Plush and indulgent, Xu’s main currency is escapism. A long bar manned with more than capable mixologists downstairs is an instant draw. But we were here for the food, so we headed upstairs into the soft lighting and intimacy of the dining area. Boasting a well-conceived collaboration between Vietnamese cuisine and overseas cooking styles, and with the likes of Square One and Blanchy’s Tash just a stone’s throw away, our expectations were high.

 

The Manhattan I ordered was exactly how I like it — balanced, with just a slight sweetness from the vermouth and a healthy kick. Very pleased with my cocktail, our appetisers arrived; we had gone with the rib eye fresh spring rolls and the infamous mini burgers.

 

The fresh spring rolls were, well, fresh spring rolls, plus beef and your standard herbs, and unfortunately, not a lot of either. The accompanying hoisin sauce added an edge the dish needed, but after four very small rolls, we were left trying to remember the taste of the beef. The mini hamburgers, as always, were fantastic. No more comments needed here.

 

Our main dishes appeared and we couldn’t help but be impressed. The tamarind braised beef looked immaculate and if I had whipped out a ruler, the four nearly identical pieces of tender beef would have been exactly the same distance from one another.

 

I was looking forward to the tamarind biting me back, but it wasn’t so much a bite as a faint nibble. The beef itself was beautifully cooked, falling apart nicely. The pumpkin was smooth and sweet, stealing focus somewhat from the meat, but the blink and you miss it bok choy, although pretty, faded into the background. Definitely more punch needed.

 

The desserts at Xu are better described as ‘bites’. Admittedly on the cheaper side, they are the size of postage stamps. The taste of them was for the most part good, but the white chocolate custard was vague and the che troi nuoc was a carbon copy of what I have eaten on the street.

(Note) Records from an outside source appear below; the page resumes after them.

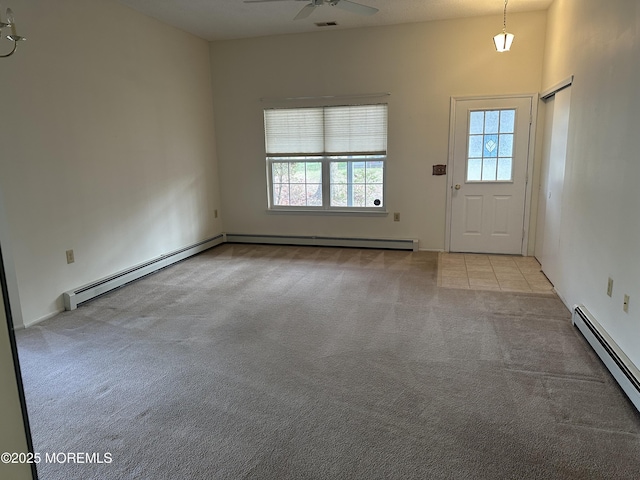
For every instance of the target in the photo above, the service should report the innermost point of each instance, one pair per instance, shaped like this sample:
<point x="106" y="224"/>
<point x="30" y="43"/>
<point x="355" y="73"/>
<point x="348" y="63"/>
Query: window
<point x="326" y="158"/>
<point x="490" y="157"/>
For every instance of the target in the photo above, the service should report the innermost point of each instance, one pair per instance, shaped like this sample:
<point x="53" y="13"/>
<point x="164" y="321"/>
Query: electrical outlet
<point x="625" y="304"/>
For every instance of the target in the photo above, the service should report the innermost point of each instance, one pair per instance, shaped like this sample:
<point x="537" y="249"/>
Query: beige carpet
<point x="267" y="362"/>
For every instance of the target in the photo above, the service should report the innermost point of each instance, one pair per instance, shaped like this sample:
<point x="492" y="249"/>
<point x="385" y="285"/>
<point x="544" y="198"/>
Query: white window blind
<point x="326" y="130"/>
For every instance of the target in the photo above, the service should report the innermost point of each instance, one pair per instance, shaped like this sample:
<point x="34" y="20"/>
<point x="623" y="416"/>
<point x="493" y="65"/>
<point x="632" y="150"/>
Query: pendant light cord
<point x="504" y="21"/>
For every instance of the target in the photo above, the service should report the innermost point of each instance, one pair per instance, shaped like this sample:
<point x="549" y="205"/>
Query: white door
<point x="489" y="174"/>
<point x="552" y="183"/>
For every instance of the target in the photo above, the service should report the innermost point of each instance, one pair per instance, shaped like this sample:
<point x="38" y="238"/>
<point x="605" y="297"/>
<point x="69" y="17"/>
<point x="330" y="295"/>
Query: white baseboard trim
<point x="319" y="241"/>
<point x="73" y="298"/>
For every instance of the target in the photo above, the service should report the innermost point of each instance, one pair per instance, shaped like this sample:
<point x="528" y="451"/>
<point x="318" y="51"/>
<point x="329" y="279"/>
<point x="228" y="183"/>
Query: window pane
<point x="338" y="172"/>
<point x="297" y="195"/>
<point x="489" y="169"/>
<point x="476" y="122"/>
<point x="280" y="172"/>
<point x="475" y="145"/>
<point x="504" y="169"/>
<point x="374" y="195"/>
<point x="314" y="194"/>
<point x="506" y="145"/>
<point x="490" y="145"/>
<point x="491" y="121"/>
<point x="358" y="196"/>
<point x="314" y="172"/>
<point x="300" y="142"/>
<point x="375" y="172"/>
<point x="474" y="170"/>
<point x="338" y="195"/>
<point x="507" y="121"/>
<point x="358" y="172"/>
<point x="281" y="194"/>
<point x="297" y="172"/>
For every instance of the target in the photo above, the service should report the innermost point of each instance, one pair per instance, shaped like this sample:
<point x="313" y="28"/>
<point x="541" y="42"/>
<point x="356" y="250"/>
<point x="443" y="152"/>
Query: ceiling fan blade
<point x="305" y="12"/>
<point x="354" y="7"/>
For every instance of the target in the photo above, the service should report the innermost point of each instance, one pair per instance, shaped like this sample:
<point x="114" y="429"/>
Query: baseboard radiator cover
<point x="73" y="298"/>
<point x="318" y="241"/>
<point x="623" y="370"/>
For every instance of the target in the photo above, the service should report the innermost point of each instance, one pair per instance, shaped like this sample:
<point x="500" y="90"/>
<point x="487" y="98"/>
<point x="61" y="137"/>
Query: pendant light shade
<point x="503" y="40"/>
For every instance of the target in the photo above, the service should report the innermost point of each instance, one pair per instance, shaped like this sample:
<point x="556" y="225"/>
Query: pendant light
<point x="503" y="40"/>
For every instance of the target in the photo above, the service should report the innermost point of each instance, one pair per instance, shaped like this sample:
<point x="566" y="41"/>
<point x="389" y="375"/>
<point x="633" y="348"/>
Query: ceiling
<point x="229" y="19"/>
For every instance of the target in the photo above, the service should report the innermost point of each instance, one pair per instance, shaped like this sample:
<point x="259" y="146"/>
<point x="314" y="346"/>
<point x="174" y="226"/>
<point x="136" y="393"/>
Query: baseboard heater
<point x="623" y="370"/>
<point x="394" y="244"/>
<point x="73" y="298"/>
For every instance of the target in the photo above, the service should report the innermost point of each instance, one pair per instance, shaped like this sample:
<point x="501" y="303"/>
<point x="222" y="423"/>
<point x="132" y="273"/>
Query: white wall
<point x="107" y="145"/>
<point x="599" y="42"/>
<point x="12" y="434"/>
<point x="422" y="65"/>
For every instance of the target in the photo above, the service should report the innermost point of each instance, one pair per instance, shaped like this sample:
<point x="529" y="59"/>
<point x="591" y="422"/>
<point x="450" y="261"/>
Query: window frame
<point x="326" y="159"/>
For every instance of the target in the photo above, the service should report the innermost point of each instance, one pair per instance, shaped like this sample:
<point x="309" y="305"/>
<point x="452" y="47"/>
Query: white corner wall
<point x="422" y="65"/>
<point x="599" y="42"/>
<point x="108" y="147"/>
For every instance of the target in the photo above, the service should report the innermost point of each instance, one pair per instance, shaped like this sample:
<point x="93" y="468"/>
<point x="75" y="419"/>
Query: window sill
<point x="309" y="211"/>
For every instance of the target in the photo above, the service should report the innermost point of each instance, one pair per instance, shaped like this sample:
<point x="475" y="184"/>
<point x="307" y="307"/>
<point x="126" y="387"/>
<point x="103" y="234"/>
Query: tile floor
<point x="491" y="272"/>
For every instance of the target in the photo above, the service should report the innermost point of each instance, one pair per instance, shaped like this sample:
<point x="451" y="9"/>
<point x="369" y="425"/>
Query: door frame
<point x="535" y="98"/>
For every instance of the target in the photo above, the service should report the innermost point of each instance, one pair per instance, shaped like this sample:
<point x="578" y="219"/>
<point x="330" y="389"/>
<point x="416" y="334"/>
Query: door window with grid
<point x="326" y="158"/>
<point x="490" y="154"/>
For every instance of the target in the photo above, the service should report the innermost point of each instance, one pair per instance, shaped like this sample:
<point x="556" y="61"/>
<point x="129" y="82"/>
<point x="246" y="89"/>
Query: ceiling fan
<point x="308" y="9"/>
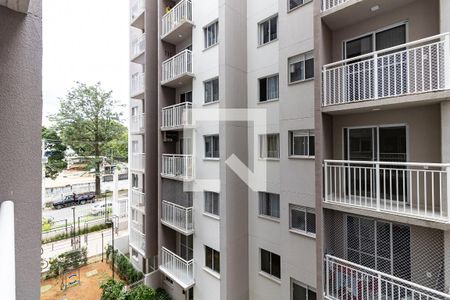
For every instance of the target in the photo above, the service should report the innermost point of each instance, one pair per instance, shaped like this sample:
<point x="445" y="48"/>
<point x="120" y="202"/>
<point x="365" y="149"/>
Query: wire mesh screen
<point x="375" y="259"/>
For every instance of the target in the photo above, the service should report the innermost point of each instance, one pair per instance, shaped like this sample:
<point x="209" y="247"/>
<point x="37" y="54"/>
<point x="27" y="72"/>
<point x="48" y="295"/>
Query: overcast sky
<point x="86" y="41"/>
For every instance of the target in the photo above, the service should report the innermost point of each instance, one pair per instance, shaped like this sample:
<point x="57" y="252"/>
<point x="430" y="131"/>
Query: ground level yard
<point x="92" y="276"/>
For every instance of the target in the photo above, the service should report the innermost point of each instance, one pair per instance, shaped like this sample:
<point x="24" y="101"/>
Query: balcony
<point x="137" y="124"/>
<point x="138" y="199"/>
<point x="177" y="117"/>
<point x="138" y="49"/>
<point x="418" y="67"/>
<point x="176" y="25"/>
<point x="417" y="190"/>
<point x="178" y="269"/>
<point x="347" y="280"/>
<point x="177" y="70"/>
<point x="138" y="162"/>
<point x="178" y="166"/>
<point x="137" y="14"/>
<point x="137" y="85"/>
<point x="177" y="217"/>
<point x="137" y="239"/>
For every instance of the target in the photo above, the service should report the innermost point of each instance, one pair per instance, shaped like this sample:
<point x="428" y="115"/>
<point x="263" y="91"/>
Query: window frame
<point x="261" y="32"/>
<point x="301" y="58"/>
<point x="305" y="210"/>
<point x="308" y="133"/>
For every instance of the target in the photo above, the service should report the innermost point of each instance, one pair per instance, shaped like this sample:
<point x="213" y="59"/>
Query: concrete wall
<point x="20" y="136"/>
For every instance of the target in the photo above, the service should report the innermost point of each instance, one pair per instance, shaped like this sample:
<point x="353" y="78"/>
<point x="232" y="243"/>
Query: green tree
<point x="87" y="121"/>
<point x="54" y="149"/>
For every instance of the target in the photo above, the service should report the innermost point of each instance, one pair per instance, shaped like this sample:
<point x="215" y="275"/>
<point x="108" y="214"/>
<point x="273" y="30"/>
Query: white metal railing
<point x="137" y="8"/>
<point x="177" y="65"/>
<point x="420" y="190"/>
<point x="137" y="123"/>
<point x="176" y="116"/>
<point x="137" y="83"/>
<point x="179" y="13"/>
<point x="329" y="4"/>
<point x="137" y="198"/>
<point x="138" y="161"/>
<point x="138" y="46"/>
<point x="416" y="67"/>
<point x="182" y="270"/>
<point x="346" y="280"/>
<point x="137" y="239"/>
<point x="178" y="165"/>
<point x="177" y="216"/>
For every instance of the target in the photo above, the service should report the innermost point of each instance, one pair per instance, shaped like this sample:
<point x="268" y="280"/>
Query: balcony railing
<point x="179" y="13"/>
<point x="138" y="46"/>
<point x="412" y="68"/>
<point x="420" y="190"/>
<point x="177" y="268"/>
<point x="177" y="116"/>
<point x="178" y="166"/>
<point x="137" y="83"/>
<point x="138" y="161"/>
<point x="177" y="65"/>
<point x="346" y="280"/>
<point x="329" y="4"/>
<point x="137" y="239"/>
<point x="177" y="217"/>
<point x="137" y="123"/>
<point x="137" y="9"/>
<point x="137" y="199"/>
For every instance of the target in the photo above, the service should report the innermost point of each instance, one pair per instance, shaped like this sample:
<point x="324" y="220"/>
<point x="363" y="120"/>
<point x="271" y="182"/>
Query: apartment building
<point x="354" y="145"/>
<point x="20" y="147"/>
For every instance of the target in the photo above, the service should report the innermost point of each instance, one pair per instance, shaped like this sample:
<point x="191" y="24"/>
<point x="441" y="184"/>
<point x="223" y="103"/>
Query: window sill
<point x="212" y="273"/>
<point x="269" y="218"/>
<point x="214" y="217"/>
<point x="270" y="277"/>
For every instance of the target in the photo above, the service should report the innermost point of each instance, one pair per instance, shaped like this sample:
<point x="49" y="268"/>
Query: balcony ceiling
<point x="17" y="5"/>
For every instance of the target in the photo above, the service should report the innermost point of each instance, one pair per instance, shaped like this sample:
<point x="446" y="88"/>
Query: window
<point x="269" y="204"/>
<point x="300" y="291"/>
<point x="270" y="263"/>
<point x="301" y="143"/>
<point x="212" y="146"/>
<point x="270" y="146"/>
<point x="212" y="203"/>
<point x="212" y="90"/>
<point x="211" y="34"/>
<point x="301" y="67"/>
<point x="212" y="259"/>
<point x="302" y="219"/>
<point x="268" y="88"/>
<point x="296" y="3"/>
<point x="268" y="30"/>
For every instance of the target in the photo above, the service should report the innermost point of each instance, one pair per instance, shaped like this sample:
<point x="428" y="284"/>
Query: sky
<point x="86" y="41"/>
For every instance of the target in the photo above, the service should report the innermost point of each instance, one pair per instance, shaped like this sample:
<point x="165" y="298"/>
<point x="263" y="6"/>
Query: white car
<point x="99" y="208"/>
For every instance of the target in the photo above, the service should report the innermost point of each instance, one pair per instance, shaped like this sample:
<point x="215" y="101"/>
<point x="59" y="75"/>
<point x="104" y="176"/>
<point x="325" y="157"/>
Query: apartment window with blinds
<point x="211" y="90"/>
<point x="301" y="143"/>
<point x="212" y="203"/>
<point x="268" y="88"/>
<point x="302" y="219"/>
<point x="268" y="30"/>
<point x="212" y="146"/>
<point x="269" y="146"/>
<point x="270" y="263"/>
<point x="212" y="259"/>
<point x="296" y="3"/>
<point x="211" y="34"/>
<point x="301" y="67"/>
<point x="269" y="205"/>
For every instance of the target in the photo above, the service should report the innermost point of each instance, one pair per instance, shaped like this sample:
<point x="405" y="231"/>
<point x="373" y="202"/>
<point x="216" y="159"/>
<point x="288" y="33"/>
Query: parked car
<point x="75" y="199"/>
<point x="99" y="208"/>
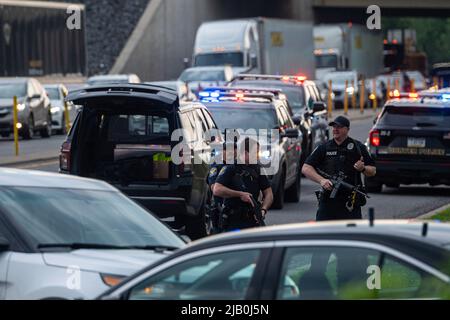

The chocolate brownie and the kumquat truffle were brilliant, but for me needed to be a touch larger to form a proper bite.

 

Vietnamese cuisine, renowned for its taste, simple fresh ingredients and above all, accessibility, is always a tricky one to incorporate into a more sophisticated, top-end environment without people thinking ‘this costs VND5,000 outside’.

 

Xu is intimate, chic and the service is so good the waiting staff know what you want before you want it. Although the dishes were definitely pleasant and tasty, they lacked the oomph necessary to transform such familiar ingredients into something truly memorable.

 

The Prices

Manhattan: VND110,000

Mini Hamburhers: VND110,000

Rib Eye Fresh Spring Rolls: VND180,000

Tamarind Braised Beef: VND320,000

White Chocolate Custard: VND25,000

Che Troi Nuoc: VND25,000

Chocolate Kumquat Truffle: VND25,000

Chocolate Brownie: VND25,000

 

The Verdict

Food: 10

Service: 13

Décor: 12.5

 

Food, decor and service are each rated on a scale of 0 to 15:

13 — 15 extraordinary to perfection

10 — 12.5 very good to excellent

8 — 9.5 good to very good

5 — 7.5 fair to good

0 — 4.5 poor to fair

Mystery Diner

The Mystery Diner is a person hailing from a country that may or may not be Vietnam. S/he can be seen frequently in the restaurants and cafes of Hanoi and HCMC, searching for the most delicious meals each city has to offer. Look for the masked figure in a cape, lurking in the darkest corners of your neighbourhood com tam or pho joint.